The policy titled, "Risk Management Plan", Policy No: I--E.5.00, page 1 of 7, page 2 of 7, with no revised or reviewed dates, presented as current hospital policy, "Incident Reports", was reviewed. The policy section titled, "Reporting Occurrences" indicated all employees and health care providers of the hospital are required to report any "reportable incident" to the Risk Manager, Adm. (administrator), definition of the term "reportable incident" is as an act by a health care provider which is or may be below the acceptable standard of care and has reasonable probability of causing injury to a patient; or may be grounds for disciplinary action by the appropriate licensing agency. When a reportable incident is identified, the person with knowledge of the incident completes the hospital incident report form for the risk management program. The form is available to staff in each department of the facility. All reportable incidents are to be reported to the DON within 24 hours of their discovery.

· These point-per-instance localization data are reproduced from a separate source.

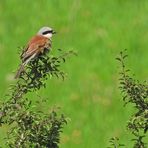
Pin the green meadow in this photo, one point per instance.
(98, 30)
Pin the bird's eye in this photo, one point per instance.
(46, 32)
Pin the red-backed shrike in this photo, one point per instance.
(38, 44)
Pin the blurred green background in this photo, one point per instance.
(98, 30)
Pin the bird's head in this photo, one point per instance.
(46, 32)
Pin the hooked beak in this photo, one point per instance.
(54, 32)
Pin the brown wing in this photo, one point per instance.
(36, 45)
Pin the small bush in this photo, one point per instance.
(29, 127)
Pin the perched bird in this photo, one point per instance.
(38, 44)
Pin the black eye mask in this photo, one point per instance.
(46, 32)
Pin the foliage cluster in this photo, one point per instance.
(29, 127)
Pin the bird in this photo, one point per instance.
(36, 45)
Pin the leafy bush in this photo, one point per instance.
(29, 127)
(135, 93)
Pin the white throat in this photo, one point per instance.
(49, 35)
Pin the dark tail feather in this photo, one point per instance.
(20, 70)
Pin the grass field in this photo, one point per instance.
(98, 30)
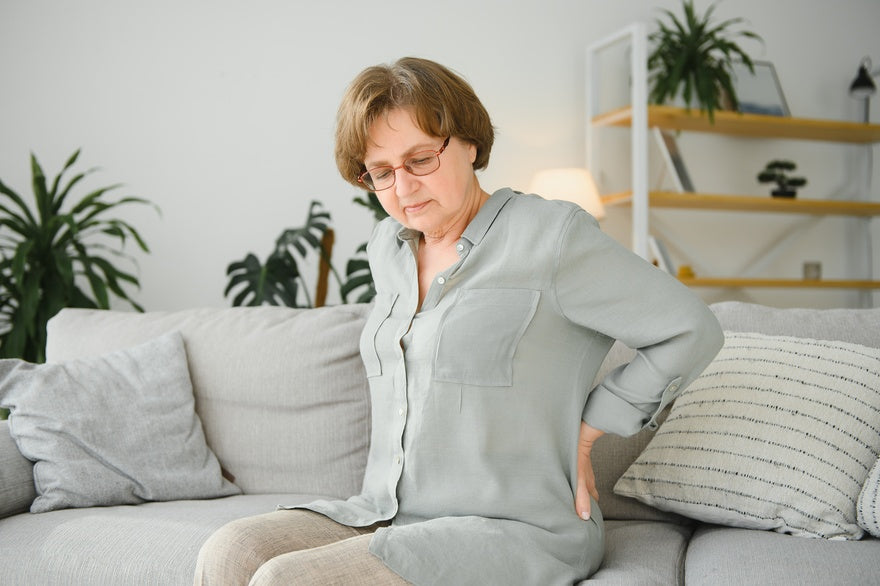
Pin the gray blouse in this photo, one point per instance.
(477, 398)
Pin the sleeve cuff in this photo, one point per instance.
(608, 412)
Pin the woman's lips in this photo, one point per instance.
(414, 208)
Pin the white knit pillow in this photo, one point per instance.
(778, 433)
(868, 508)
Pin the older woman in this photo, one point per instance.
(492, 316)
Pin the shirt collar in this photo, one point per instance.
(481, 223)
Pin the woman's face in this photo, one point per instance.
(438, 204)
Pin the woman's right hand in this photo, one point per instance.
(586, 484)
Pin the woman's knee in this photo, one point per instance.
(234, 552)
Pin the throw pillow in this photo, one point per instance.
(868, 508)
(112, 430)
(777, 433)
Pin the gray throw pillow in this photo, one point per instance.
(113, 430)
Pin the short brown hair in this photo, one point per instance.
(443, 102)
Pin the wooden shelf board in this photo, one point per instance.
(750, 125)
(749, 203)
(780, 283)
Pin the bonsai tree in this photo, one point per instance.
(56, 256)
(779, 172)
(695, 57)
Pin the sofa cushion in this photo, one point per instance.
(858, 326)
(777, 433)
(640, 552)
(147, 545)
(115, 429)
(281, 392)
(868, 507)
(724, 556)
(16, 476)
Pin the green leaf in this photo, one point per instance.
(43, 255)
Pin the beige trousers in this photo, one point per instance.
(291, 547)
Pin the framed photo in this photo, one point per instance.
(759, 92)
(673, 164)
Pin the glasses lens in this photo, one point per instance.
(423, 163)
(379, 178)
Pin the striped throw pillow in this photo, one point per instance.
(778, 433)
(868, 508)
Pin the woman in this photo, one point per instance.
(492, 316)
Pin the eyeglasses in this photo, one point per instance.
(420, 164)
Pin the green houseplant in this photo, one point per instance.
(694, 57)
(56, 256)
(280, 281)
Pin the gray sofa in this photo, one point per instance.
(283, 401)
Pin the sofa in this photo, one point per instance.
(279, 414)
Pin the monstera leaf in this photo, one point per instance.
(279, 281)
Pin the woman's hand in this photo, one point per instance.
(586, 479)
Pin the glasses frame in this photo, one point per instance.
(405, 166)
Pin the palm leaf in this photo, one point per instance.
(43, 255)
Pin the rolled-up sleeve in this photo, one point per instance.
(602, 286)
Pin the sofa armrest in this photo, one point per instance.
(17, 490)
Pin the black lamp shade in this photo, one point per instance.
(862, 86)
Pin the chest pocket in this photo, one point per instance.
(384, 303)
(479, 335)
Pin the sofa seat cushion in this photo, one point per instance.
(644, 553)
(719, 556)
(152, 543)
(777, 433)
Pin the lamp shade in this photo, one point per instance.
(572, 184)
(863, 86)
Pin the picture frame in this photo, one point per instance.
(673, 163)
(759, 92)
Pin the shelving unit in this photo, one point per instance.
(640, 117)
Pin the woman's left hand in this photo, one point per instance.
(586, 486)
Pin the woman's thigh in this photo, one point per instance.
(235, 551)
(348, 563)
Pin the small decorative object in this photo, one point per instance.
(812, 271)
(778, 172)
(695, 57)
(759, 91)
(863, 87)
(686, 272)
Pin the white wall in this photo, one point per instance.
(222, 111)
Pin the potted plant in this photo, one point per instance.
(279, 281)
(693, 57)
(778, 172)
(56, 256)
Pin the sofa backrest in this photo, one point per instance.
(612, 455)
(281, 392)
(284, 401)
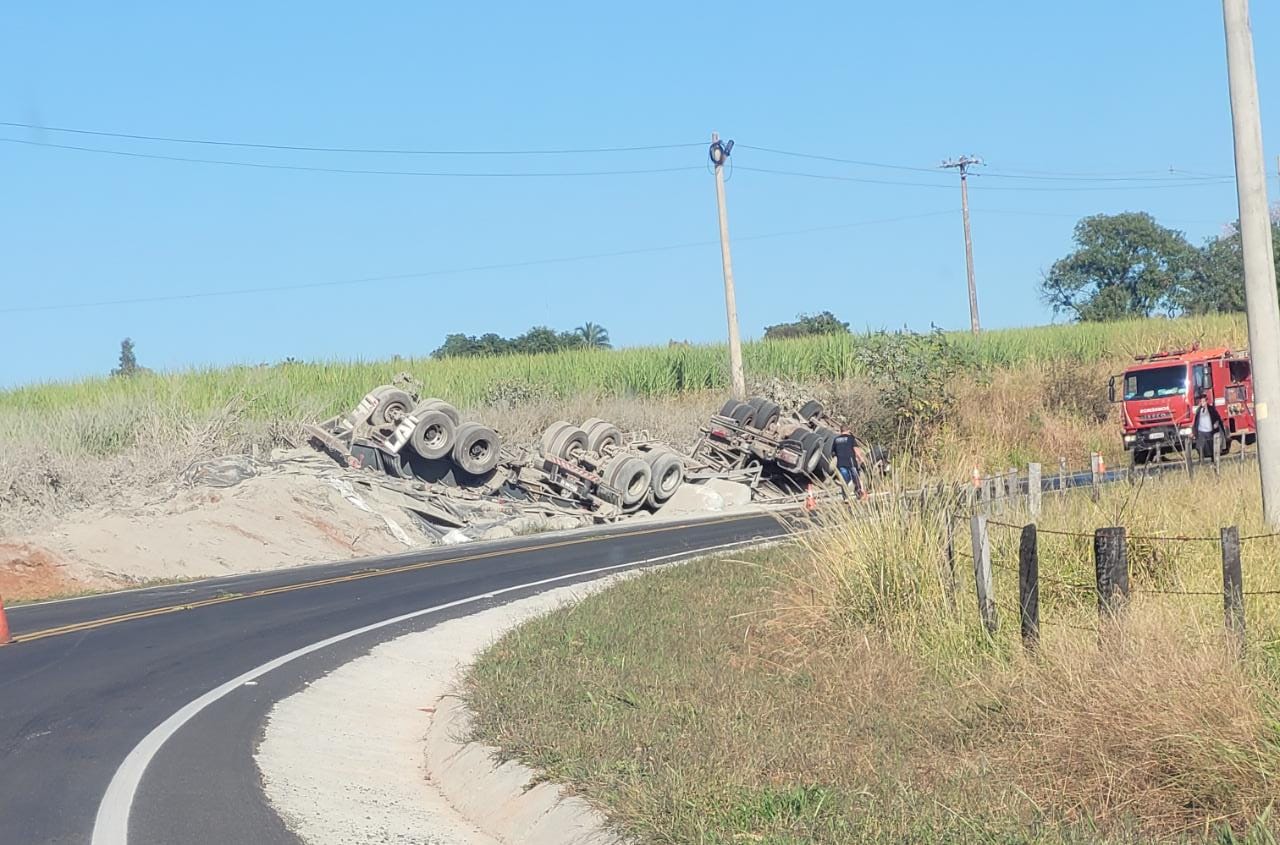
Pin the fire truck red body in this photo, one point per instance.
(1157, 398)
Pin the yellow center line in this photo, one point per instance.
(342, 579)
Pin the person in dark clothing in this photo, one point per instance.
(1205, 425)
(846, 460)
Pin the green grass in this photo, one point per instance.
(293, 391)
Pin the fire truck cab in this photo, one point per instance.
(1157, 398)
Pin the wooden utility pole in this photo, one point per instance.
(1260, 272)
(963, 165)
(720, 154)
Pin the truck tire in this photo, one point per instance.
(603, 434)
(766, 414)
(393, 405)
(630, 476)
(476, 448)
(812, 456)
(434, 435)
(809, 410)
(443, 407)
(667, 473)
(562, 439)
(728, 407)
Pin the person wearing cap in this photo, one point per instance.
(1205, 425)
(846, 461)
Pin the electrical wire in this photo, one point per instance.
(999, 174)
(265, 165)
(296, 147)
(1201, 182)
(424, 274)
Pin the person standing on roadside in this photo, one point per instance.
(1206, 424)
(846, 461)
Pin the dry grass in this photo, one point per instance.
(840, 690)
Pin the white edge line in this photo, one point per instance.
(112, 823)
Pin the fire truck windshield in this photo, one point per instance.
(1150, 384)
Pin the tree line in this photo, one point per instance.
(589, 336)
(1127, 265)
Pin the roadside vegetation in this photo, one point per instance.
(1005, 397)
(841, 689)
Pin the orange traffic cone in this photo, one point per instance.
(4, 626)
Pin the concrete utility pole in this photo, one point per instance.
(720, 152)
(1260, 274)
(963, 164)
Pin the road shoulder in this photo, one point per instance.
(343, 759)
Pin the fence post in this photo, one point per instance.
(1033, 489)
(1111, 567)
(982, 571)
(1233, 585)
(1028, 587)
(949, 515)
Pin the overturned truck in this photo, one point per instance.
(595, 469)
(777, 452)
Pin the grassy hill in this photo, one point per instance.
(1020, 394)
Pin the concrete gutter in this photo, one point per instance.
(502, 799)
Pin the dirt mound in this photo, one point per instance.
(28, 571)
(270, 521)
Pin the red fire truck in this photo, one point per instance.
(1159, 396)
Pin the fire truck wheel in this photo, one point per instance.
(476, 448)
(600, 435)
(393, 405)
(667, 473)
(630, 476)
(766, 414)
(810, 409)
(433, 438)
(443, 407)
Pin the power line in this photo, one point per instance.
(293, 147)
(1000, 174)
(828, 158)
(424, 274)
(1198, 182)
(264, 165)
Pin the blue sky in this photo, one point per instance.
(1042, 90)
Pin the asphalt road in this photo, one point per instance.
(88, 679)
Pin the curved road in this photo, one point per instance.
(132, 717)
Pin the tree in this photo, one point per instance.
(805, 324)
(1219, 282)
(594, 336)
(1127, 265)
(128, 362)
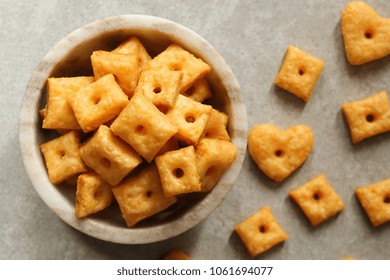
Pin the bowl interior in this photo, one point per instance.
(71, 57)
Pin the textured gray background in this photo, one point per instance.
(252, 36)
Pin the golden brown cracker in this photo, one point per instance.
(176, 58)
(260, 232)
(190, 117)
(62, 157)
(317, 199)
(141, 196)
(178, 171)
(124, 67)
(299, 73)
(368, 117)
(98, 103)
(375, 200)
(58, 113)
(279, 152)
(93, 194)
(109, 156)
(366, 34)
(143, 126)
(213, 158)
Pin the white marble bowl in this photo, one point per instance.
(71, 57)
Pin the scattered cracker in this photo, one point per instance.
(366, 34)
(368, 117)
(299, 73)
(375, 200)
(260, 232)
(279, 152)
(317, 199)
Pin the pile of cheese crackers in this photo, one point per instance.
(137, 132)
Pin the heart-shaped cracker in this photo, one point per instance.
(279, 152)
(366, 34)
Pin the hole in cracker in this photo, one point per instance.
(211, 170)
(178, 172)
(279, 153)
(139, 128)
(175, 67)
(157, 90)
(189, 92)
(316, 196)
(370, 118)
(96, 100)
(105, 162)
(190, 119)
(163, 109)
(98, 194)
(368, 34)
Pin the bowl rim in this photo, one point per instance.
(32, 158)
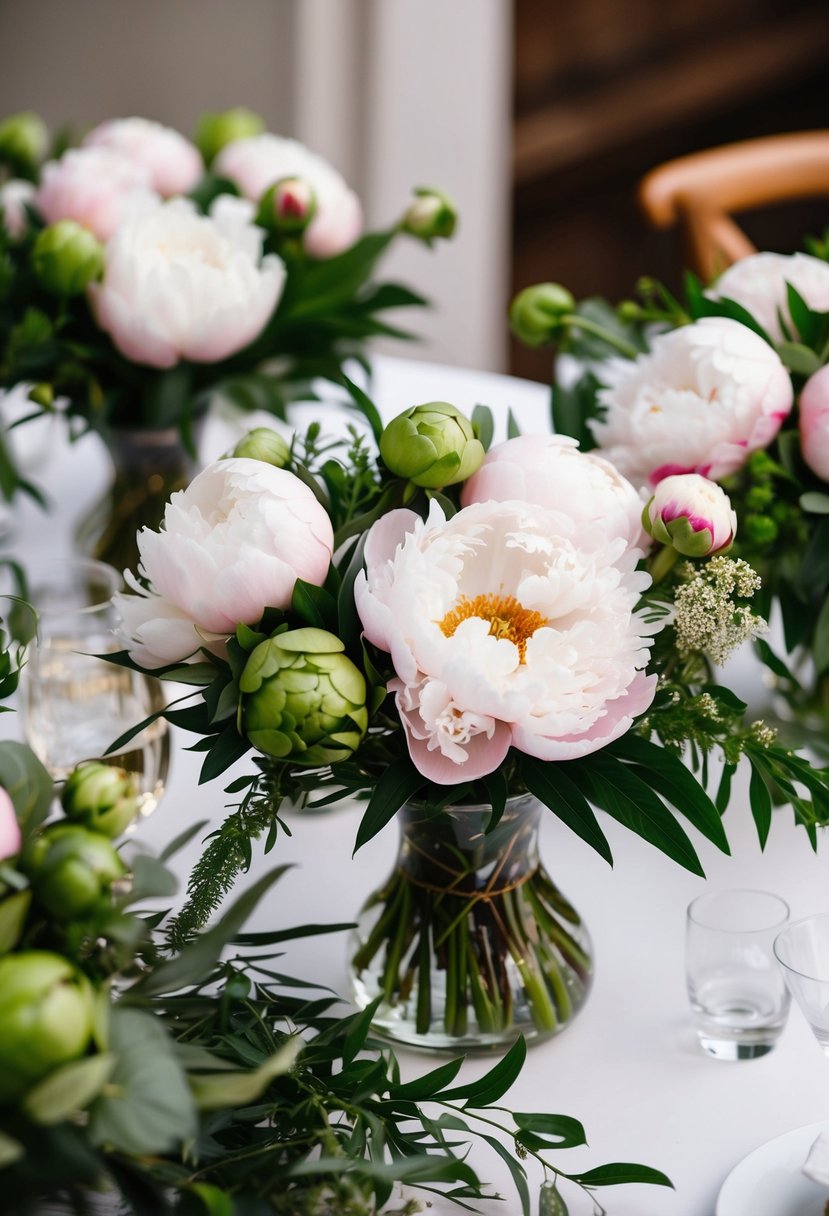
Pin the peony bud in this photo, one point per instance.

Review of the policy titled, "Risk Management Plan" , Policy No: I-E.5.02, page 4 of 7, Issued date of 10/05, with no revised or reviewed dates, presented as hospital's current "Risk Management Plan" on 10/25/10 at 2:00 pm, revealed the section titled, "Data Compilation and Analysis" indicated data collected by risk management falls into, but is not limited to, the following the Patient related Medication Error and policy and procedure not followed areas.